Lt. Col. Phil Chambers, commander, 3-89 Cav, spoke highly of the training.
"This exercise was a great example of the teamwork present on Fort Polk," said Chambers. "With the support of Lieutenant Colonel Hudson's 4th Battalion, 353rd Infantry (Regiment) trainer-mentors and the pilots from Lieutenant Colonel Chaisson's 5th Aviation Squadron, we were able to conduct realistic training at the level of a (Joint Readiness Training Center situational training exercise) lane."
The 18-hour lane started with an assessment of a local village and meeting with the mayor. A route-reconnaissance mission to provide humanitarian aid quickly followed.
Soldiers and leaders also increased their confidence in their abilities to interact with the local population through street-level engagements, conduct infrastructure assessments and quickly throw the switch to react to enemy contact.
Along the way, units had to negotiate IED hot boxes and likely ambush locations. Leaders designed each event to reward the platoon for the proper use of proven techniques. If they did not execute an event correctly, the platoon learned their lesson the hard way -- through tough opposing forces encounters.
As they negotiated the lane, platoons gathered bits of information that allowed the troop commander and his intelligence team to build a picture of the insurgent network. This information led to additional intelligence-driven operations such as a joint knock and search, night surveillance of IED hot boxes to identify IED emplacers and a night raid on an insurgent compound. The operation provided small unit leaders the experience of partnering with local police forces to conduct a complex joint operation.
Sgt. 1st Class Kyle West set the tone for his platoon with the respect he showed to his Afghan partners, and mentored them through some quick training and rehearsals with an eye to building their capacity to do their jobs in the future.
"The challenges on the modern battlefield are often complex and rarely understood," said West. "The STX lanes challenged my platoon in realistic situations, forcing us to think and react with 'outside the box' solutions."
Matching real-life conditions, designers dedicated many of the events to nonlethal nation-building efforts such as assessments of villages' vital services, engagements with local leaders and villagers on the street and distribution of humanitarian aid.

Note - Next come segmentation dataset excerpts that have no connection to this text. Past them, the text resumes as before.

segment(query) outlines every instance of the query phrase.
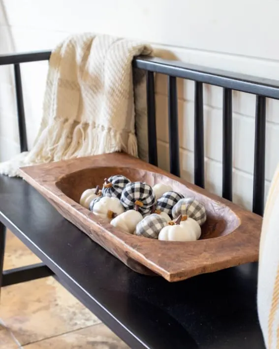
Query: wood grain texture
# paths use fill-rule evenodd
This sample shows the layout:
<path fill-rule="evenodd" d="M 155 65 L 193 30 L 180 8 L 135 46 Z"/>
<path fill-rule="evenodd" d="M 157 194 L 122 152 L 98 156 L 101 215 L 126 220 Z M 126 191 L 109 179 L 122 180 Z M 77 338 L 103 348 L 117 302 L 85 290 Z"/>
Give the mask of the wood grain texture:
<path fill-rule="evenodd" d="M 224 199 L 126 154 L 114 153 L 22 168 L 24 178 L 67 220 L 142 274 L 170 282 L 258 260 L 262 218 Z M 197 241 L 159 241 L 127 234 L 78 203 L 82 192 L 121 174 L 174 190 L 204 203 L 208 219 Z"/>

During the operation, the squadron worked with JRTC's Task Force 1 to validate their newest STX lane -- defend a combat outpost. Leaders selected Ghost Troop, the squadron's long-range dismounted reconnaissance troop, to take on this unfamiliar task. Capt. Kip Wickwire led his troop through the high-intensity defensive operations for 24 hours, using whatever assets were at hand to hold off a swarm of aggressive insurgents provided by 51st Chemical Company and professional OPFOR from 1st Battalion (Airborne), 509th Infantry Regiment.
Through the efforts of Ghost Troop's snipers, mortar team and two infantry platoons, the troop successfully held the outpost despite coordinated attacks from more than 60 insurgents. "It was a great learning event for the troops," said Wickwire. "Task Force 1 did a great job putting this all together, and I think this lane will really help prepare units going downrange."